2.1 Why are databases cited?
It will be helpful to speculate on why one would cite—or maybe not cite—a database that one has consulted. There are at least three distinct reasons:
Original material. The database is the primary source for some data or analysis. One cites it because one makes use of the data in the database.
Reference work. The database acts as the standard reference for a topic. This is where one goes for more detail. GtoPdb, for example, is often cited as the authority for the classification of compounds.
Pass through. One uses the database, as a reference work, to find the source—perhaps some other publication—for some information. In this case, the primary citation one gives is to that publication and not to the database. Whether or not one should cite the database depends on how important or useful it was in finding the source. In this case, data citation resembles software citation.

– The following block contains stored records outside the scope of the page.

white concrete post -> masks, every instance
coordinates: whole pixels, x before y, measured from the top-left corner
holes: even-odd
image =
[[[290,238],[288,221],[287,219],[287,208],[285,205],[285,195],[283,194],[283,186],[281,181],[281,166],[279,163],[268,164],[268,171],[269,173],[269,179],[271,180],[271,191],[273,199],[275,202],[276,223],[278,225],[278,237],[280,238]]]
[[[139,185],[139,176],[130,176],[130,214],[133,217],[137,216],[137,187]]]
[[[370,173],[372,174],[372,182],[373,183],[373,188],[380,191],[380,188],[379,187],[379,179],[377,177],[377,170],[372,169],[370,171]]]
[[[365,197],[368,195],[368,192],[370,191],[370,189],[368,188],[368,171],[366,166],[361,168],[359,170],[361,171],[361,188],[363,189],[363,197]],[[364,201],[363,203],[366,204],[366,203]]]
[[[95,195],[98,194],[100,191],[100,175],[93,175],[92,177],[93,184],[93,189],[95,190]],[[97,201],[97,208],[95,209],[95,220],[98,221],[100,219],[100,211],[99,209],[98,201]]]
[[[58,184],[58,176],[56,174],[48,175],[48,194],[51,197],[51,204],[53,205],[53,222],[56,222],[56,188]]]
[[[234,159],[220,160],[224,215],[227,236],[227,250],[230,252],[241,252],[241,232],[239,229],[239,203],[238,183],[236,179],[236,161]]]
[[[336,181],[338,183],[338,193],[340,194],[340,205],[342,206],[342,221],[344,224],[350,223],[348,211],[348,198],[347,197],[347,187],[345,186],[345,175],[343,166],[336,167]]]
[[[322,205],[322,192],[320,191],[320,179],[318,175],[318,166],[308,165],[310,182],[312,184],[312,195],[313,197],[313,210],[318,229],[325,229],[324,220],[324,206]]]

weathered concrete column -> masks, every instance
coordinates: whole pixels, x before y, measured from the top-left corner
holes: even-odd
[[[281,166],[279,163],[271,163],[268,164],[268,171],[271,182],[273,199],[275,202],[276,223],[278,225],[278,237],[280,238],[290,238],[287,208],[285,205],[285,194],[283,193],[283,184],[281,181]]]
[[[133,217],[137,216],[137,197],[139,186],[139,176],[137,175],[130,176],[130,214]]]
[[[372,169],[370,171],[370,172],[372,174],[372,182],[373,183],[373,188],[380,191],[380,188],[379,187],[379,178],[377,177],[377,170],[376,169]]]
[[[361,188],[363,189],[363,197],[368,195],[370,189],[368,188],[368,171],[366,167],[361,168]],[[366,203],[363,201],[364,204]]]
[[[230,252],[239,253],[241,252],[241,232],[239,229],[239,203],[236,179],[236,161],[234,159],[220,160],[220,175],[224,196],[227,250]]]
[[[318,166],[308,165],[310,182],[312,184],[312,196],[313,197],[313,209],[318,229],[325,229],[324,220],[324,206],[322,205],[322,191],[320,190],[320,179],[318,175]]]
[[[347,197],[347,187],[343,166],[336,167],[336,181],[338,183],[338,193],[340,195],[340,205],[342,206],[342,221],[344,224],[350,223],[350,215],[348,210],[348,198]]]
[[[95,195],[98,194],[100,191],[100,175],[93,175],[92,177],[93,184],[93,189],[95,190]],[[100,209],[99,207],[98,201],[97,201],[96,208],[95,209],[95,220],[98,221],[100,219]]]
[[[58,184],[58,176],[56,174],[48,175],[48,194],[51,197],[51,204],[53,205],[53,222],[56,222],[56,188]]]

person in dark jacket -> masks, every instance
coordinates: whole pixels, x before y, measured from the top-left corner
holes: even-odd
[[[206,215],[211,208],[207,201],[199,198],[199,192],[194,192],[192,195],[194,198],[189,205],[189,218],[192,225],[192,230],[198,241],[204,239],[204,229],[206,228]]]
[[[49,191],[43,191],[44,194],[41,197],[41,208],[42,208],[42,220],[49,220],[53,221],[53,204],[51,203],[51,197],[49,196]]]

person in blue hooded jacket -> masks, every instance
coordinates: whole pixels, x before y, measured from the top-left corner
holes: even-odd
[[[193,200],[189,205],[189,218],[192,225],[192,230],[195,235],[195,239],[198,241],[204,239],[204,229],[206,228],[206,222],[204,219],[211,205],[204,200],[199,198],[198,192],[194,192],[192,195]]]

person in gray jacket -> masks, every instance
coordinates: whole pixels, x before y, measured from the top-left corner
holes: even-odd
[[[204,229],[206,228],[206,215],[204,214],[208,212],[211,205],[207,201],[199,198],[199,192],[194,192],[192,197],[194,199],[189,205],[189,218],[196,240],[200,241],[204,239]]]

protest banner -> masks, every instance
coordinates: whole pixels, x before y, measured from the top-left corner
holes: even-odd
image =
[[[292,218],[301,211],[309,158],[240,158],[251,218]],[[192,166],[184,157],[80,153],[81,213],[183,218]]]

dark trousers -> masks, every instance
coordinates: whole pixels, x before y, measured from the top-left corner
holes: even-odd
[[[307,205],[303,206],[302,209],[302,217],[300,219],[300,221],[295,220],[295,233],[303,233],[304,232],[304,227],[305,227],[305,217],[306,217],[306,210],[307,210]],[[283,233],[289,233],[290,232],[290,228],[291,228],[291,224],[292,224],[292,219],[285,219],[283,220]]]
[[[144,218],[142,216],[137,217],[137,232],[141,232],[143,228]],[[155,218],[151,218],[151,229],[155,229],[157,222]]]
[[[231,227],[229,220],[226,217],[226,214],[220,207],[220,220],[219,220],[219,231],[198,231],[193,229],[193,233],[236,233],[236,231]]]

One does not normally cite software, such as a programming language compiler, that is in ubiquitous use, but one might cite a piece of software such as a sequence alignment program that helps one identify a gene.
It is clear that the first two of these reasons are perfectly good reasons for citing the database: they are no different than the reasons for citing conventional publications. In the first case, one would like to be as specific as possible: if there is a specific part of the database (a view) that is used, then the view and the people responsible for that view should be acknowledged in a citation. In the second case, one might want to cite the whole database or, again, some part of it. Thus, it can be desirable to have citations with various levels of granularity.
Let us assume that we can, as described above, associate with the database a number of views, each with prescribed authorship; that is to say that we can express, as a set of queries, parts of the database and the people who contributed to them. The obvious answer of what summaries to generate is therefore to generate a publication for each view. The problem with this solution is that there may be several hundred such views, and generating a large number of publications may not be in the best interests of the authors. In many cases, it may be possible to merge views to generate larger, more comprehensive publications with larger sets of authors, so why not continue this process and generate one publication for the entire database?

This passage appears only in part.